Arsenic Trioxide – Targeted Acute Promyelocytic Leukemia Therapy
Arsenic Trioxide is a highly effective antineoplastic medication that has revolutionized the treatment of specific forms of leukemia. Despite the historical reputation of arsenic as a potent toxin, in strict therapeutic doses, it acts as a powerful cytotoxic agent capable of inducing cancer cell death while sparing healthy tissues when administered correctly.
The mechanism of action of arsenic trioxide is unique and multifaceted. The primary target of the drug is the specific fusion protein PML-RARα, which is formed as a result of a genetic translocation in patients with acute promyelocytic leukemia (APL). Arsenic trioxide binds to this protein, triggering its degradation, which releases the block on blood cell differentiation. As a result, immature leukemic cells (promyelocytes) are allowed to mature into normal, functioning granulocytes. Additionally, the drug activates the caspase cascade, inducing programmed cell death (apoptosis), and inhibits angiogenesis, depriving the tumor of its nutrient support. Due to these mechanisms, the drug achieves long-term molecular remission even in patients with relapsed disease.
The drug is administered exclusively via intravenous infusion under the strict supervision of qualified medical personnel in a hospital setting.
Indications
Arsenic Trioxide is indicated for the treatment of adults and children with the following hematological conditions:
- Acute Promyelocytic Leukemia (APL): induction of remission and consolidation in patients with newly diagnosed low-to-intermediate risk APL (in combination with all-trans retinoic acid, ATRA).
- Relapsed APL: therapy for patients who have experienced a relapse or lack of response to prior retinoid and anthracycline therapy.
- Genetic Confirmation: use of the drug requires mandatory confirmation of the t(15;17) translocation or the expression of the PML/RAR-alpha gene.
Dosage and administration
The dosage of the drug is calculated individually and depends on the treatment phase and the patient's overall health status.

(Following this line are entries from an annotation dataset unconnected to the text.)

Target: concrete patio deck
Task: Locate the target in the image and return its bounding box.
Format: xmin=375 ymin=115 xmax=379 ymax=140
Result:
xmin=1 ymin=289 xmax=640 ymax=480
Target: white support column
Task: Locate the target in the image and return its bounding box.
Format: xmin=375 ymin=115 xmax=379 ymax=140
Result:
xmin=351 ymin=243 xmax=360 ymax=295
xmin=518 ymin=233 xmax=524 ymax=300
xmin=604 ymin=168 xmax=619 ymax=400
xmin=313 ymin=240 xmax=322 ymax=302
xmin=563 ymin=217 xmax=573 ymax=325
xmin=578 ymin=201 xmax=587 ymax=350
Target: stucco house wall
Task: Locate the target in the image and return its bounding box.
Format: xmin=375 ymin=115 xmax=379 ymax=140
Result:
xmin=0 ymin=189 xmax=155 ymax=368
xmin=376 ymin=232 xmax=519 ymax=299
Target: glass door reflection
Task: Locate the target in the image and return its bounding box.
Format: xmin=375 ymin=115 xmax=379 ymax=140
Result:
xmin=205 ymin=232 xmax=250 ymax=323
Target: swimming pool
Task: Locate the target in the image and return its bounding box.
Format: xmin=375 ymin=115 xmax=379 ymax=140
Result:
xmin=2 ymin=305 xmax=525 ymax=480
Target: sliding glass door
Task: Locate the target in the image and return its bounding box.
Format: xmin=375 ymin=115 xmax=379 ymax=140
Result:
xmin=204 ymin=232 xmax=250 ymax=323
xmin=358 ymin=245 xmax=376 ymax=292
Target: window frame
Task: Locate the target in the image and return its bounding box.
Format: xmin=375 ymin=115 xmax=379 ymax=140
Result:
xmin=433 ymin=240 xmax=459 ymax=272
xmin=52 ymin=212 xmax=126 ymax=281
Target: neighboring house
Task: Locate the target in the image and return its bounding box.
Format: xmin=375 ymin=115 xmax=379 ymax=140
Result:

- Induction Schedule: the drug is administered daily at a dose of 0.15 mg/kg of body weight until complete bone marrow remission is achieved (not exceeding 50–60 doses).
- Consolidation Schedule: several weeks after induction, the consolidation cycle begins (usually 0.15 mg/kg daily in short courses of 5 days per week for 5 weeks).
- Administration Method: intravenous infusion lasting from 1 to 2 hours. If acute reactions occur, the infusion time may be extended to 4 hours.
- Monitoring: during treatment, daily ECG monitoring of the QT interval and regular analysis of blood electrolytes are essential.
- Special Considerations: the dose does not require adjustment based on age but requires extreme caution in patients with renal impairment.